Re: [HACKERS] logical decoding of two-phase transactions - Mailing list pgsql-hackers

From Craig Ringer
Subject Re: [HACKERS] logical decoding of two-phase transactions
Date
Msg-id CAMsr+YE5UC7MeZFt7+rhNrcacAne8bogftJH3GtqGQwMN4a1Gg@mail.gmail.com
Whole thread Raw
In response to Re: [HACKERS] logical decoding of two-phase transactions  (Stas Kelvich <s.kelvich@postgrespro.ru>)
Responses Re: [HACKERS] logical decoding of two-phase transactions  (Robert Haas <robertmhaas@gmail.com>)
Re: [HACKERS] logical decoding of two-phase transactions  (Petr Jelinek <petr.jelinek@2ndquadrant.com>)
List pgsql-hackers
On 17 March 2017 at 08:10, Stas Kelvich <s.kelvich@postgrespro.ru> wrote:

> While working on this i’ve spotted quite a nasty corner case with aborted prepared
> transaction. I have some not that great ideas how to fix it, but maybe i blurred my
> view and missed something. So want to ask here at first.
>
> Suppose we created a table, then in 2pc tx we are altering it and after that aborting tx.
> So pg_class will have something like this:
>
> xmin | xmax | relname
> 100  | 200    | mytable
> 200  | 0        | mytable
>
> After previous abort, tuple (100,200,mytable) becomes visible and if we will alter table
> again then xmax of first tuple will be set current xid, resulting in following table:
>
> xmin | xmax | relname
> 100  | 300    | mytable
> 200  | 0        | mytable
> 300  | 0        | mytable
>
> In that moment we’ve lost information that first tuple was deleted by our prepared tx.

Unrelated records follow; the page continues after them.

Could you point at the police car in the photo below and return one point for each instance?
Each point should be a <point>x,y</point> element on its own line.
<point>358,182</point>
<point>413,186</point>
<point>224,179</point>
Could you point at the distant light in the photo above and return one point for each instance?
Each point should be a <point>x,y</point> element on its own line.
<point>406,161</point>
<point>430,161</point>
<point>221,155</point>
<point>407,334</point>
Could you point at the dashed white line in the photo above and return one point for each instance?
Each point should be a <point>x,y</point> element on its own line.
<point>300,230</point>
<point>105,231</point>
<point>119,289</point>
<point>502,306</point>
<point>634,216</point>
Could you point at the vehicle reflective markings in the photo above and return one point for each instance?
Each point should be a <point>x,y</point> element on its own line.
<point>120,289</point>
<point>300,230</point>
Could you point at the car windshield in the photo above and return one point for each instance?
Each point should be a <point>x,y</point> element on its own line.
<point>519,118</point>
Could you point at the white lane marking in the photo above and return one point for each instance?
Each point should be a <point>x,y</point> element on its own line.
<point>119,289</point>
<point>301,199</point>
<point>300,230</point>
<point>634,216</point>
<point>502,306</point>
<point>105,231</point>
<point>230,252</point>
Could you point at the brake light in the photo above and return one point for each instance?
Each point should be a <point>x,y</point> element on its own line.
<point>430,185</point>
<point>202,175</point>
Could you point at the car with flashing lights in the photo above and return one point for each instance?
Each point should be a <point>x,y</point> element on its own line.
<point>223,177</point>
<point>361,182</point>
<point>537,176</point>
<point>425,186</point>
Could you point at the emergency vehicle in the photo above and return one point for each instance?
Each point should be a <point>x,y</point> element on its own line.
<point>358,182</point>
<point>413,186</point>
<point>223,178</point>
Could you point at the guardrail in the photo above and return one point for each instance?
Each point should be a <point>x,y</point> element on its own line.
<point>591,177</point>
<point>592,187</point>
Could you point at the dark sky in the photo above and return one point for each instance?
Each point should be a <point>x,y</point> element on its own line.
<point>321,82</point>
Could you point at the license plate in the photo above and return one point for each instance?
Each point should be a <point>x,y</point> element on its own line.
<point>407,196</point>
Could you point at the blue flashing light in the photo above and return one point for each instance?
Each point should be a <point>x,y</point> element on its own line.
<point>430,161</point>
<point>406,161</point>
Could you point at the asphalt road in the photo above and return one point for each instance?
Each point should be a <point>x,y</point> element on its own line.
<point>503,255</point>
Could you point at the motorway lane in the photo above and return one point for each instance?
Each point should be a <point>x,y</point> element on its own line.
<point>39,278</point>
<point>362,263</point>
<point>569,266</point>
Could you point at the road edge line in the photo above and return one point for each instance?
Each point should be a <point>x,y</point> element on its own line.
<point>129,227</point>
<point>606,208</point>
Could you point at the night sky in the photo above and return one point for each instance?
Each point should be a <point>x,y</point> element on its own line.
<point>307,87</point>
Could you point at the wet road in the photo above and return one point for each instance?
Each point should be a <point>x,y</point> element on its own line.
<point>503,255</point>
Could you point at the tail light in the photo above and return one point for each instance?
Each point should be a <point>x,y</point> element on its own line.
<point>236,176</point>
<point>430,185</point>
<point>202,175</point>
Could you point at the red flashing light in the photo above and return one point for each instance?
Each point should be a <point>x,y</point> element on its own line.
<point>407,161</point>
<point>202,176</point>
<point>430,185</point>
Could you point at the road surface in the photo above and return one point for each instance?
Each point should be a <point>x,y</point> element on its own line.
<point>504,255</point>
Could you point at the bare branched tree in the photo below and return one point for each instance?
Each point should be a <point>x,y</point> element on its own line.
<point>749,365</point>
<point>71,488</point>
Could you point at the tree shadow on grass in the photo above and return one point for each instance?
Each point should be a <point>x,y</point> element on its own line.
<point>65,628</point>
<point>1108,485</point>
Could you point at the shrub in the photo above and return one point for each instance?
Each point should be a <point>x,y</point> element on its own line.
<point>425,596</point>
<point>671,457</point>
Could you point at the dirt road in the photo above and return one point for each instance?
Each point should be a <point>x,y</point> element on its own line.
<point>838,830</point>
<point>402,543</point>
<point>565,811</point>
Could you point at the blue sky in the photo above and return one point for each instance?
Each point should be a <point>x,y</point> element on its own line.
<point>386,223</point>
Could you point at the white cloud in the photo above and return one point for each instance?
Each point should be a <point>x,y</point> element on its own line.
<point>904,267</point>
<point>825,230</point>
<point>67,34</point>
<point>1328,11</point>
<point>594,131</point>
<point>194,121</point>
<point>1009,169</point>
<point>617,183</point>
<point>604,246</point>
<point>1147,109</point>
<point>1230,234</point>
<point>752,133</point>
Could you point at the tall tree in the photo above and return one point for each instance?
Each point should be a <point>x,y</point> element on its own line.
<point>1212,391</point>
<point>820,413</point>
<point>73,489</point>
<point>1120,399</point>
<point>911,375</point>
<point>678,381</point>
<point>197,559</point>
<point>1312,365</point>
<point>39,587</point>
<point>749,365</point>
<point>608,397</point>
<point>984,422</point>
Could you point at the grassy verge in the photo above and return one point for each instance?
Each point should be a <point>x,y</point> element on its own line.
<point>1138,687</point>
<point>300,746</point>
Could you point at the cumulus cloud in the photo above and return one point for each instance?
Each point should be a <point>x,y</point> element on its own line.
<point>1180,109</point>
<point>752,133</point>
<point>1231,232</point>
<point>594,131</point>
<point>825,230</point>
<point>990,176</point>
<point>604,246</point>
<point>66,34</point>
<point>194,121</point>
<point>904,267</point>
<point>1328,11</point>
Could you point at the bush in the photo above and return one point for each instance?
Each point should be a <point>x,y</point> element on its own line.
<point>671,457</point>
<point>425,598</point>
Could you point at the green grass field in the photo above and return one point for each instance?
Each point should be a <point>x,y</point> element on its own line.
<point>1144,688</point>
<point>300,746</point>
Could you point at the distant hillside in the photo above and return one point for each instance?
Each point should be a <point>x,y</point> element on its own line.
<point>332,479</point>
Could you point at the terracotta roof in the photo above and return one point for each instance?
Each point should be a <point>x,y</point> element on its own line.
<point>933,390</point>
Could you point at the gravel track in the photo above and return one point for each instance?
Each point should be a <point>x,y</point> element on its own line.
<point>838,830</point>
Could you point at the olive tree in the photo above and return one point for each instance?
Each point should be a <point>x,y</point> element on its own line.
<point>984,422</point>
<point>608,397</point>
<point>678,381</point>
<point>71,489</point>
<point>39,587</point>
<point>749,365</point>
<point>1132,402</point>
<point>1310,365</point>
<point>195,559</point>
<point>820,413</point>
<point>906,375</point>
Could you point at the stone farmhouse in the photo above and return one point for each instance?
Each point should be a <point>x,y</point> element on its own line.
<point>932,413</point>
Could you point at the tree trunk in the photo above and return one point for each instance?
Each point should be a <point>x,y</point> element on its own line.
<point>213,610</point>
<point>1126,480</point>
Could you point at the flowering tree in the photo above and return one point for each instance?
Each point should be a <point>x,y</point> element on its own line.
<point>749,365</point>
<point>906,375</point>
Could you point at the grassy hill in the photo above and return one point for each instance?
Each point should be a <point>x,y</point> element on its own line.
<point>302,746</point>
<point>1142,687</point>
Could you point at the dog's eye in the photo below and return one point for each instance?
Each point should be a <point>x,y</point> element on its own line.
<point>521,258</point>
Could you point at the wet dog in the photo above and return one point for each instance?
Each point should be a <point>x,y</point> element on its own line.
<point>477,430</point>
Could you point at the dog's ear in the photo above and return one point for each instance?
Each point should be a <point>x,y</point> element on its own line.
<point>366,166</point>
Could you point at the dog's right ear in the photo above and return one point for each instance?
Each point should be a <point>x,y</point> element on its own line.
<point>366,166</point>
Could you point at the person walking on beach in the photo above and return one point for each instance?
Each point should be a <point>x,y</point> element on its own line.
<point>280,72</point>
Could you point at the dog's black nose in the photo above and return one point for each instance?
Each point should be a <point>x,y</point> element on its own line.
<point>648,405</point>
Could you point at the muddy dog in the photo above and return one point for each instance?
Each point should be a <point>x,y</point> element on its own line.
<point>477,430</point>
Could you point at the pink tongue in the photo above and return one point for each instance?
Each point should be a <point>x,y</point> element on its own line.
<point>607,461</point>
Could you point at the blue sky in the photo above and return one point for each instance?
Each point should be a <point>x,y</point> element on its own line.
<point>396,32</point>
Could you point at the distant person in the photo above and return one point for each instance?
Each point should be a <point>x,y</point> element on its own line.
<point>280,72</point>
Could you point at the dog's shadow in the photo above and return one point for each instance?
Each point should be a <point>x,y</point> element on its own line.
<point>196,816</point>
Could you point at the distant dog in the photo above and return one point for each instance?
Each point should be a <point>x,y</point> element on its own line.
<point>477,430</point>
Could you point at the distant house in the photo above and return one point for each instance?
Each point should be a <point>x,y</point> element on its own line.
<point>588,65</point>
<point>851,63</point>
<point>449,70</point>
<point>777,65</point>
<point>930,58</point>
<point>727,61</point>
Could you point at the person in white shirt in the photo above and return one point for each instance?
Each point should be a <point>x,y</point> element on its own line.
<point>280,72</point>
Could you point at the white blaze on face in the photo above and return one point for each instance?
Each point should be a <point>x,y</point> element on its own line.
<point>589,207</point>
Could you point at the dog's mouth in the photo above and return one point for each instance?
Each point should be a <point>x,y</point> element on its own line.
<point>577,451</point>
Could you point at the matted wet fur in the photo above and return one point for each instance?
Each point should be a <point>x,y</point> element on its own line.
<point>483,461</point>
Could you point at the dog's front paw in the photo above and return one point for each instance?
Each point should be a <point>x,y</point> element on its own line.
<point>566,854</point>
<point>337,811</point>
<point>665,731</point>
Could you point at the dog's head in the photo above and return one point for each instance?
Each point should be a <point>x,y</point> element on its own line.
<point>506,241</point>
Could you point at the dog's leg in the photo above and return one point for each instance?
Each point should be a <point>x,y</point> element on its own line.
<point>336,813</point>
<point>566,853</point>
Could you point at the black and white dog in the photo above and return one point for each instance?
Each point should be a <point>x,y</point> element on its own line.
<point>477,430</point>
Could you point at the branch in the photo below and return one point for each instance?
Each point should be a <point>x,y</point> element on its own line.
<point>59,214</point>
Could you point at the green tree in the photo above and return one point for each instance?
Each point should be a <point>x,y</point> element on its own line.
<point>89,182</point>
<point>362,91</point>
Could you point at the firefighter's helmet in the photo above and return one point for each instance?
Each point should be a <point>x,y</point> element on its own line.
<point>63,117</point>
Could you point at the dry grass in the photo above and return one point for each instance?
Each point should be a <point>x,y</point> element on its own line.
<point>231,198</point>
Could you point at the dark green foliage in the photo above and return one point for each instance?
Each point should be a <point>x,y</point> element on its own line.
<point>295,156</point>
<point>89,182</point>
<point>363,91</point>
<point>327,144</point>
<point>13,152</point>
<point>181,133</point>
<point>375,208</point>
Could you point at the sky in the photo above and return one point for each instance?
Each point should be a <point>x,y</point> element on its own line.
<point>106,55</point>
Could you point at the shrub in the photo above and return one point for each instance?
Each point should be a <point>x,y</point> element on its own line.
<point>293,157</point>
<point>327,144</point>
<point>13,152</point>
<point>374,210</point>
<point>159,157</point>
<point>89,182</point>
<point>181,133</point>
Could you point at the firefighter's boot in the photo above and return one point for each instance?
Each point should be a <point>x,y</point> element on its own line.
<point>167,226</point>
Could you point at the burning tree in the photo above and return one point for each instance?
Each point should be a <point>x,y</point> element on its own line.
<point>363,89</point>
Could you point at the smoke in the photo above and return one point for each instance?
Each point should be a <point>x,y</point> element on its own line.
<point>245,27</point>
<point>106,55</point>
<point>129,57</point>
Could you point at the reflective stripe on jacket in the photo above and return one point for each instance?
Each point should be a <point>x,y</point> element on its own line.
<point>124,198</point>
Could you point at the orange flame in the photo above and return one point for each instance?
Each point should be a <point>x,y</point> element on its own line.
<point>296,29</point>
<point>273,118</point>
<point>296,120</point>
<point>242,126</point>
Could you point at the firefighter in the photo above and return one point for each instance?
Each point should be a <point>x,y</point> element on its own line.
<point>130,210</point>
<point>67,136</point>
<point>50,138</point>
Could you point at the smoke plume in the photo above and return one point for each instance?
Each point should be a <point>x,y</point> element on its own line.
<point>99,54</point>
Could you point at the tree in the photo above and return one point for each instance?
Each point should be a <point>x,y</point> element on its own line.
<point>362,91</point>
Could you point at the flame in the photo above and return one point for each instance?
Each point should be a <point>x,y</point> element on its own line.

Right. And while the prepared xact has aborted, we don't control when
it aborts and when those overwrites can start happening. We can and
should check if a 2pc xact is aborted before we start decoding it so
we can skip decoding it if it's already aborted, but it could be
aborted *while* we're decoding it, then have data needed for its
snapshot clobbered.

This hasn't mattered in the past because prepared xacts (and
especially aborted 2pc xacts) have never needed snapshots, we've never
needed to do something from the perspective of a prepared xact.

I think we'll probably need to lock the 2PC xact so it cannot be
aborted or committed while we're decoding it, until we finish decoding
it. So we lock it, then check if it's already aborted/already
committed/in progress. If it's aborted, treat it like any normal
aborted xact. If it's committed, treat it like any normal committed
xact. If it's in progress, keep the lock and decode it.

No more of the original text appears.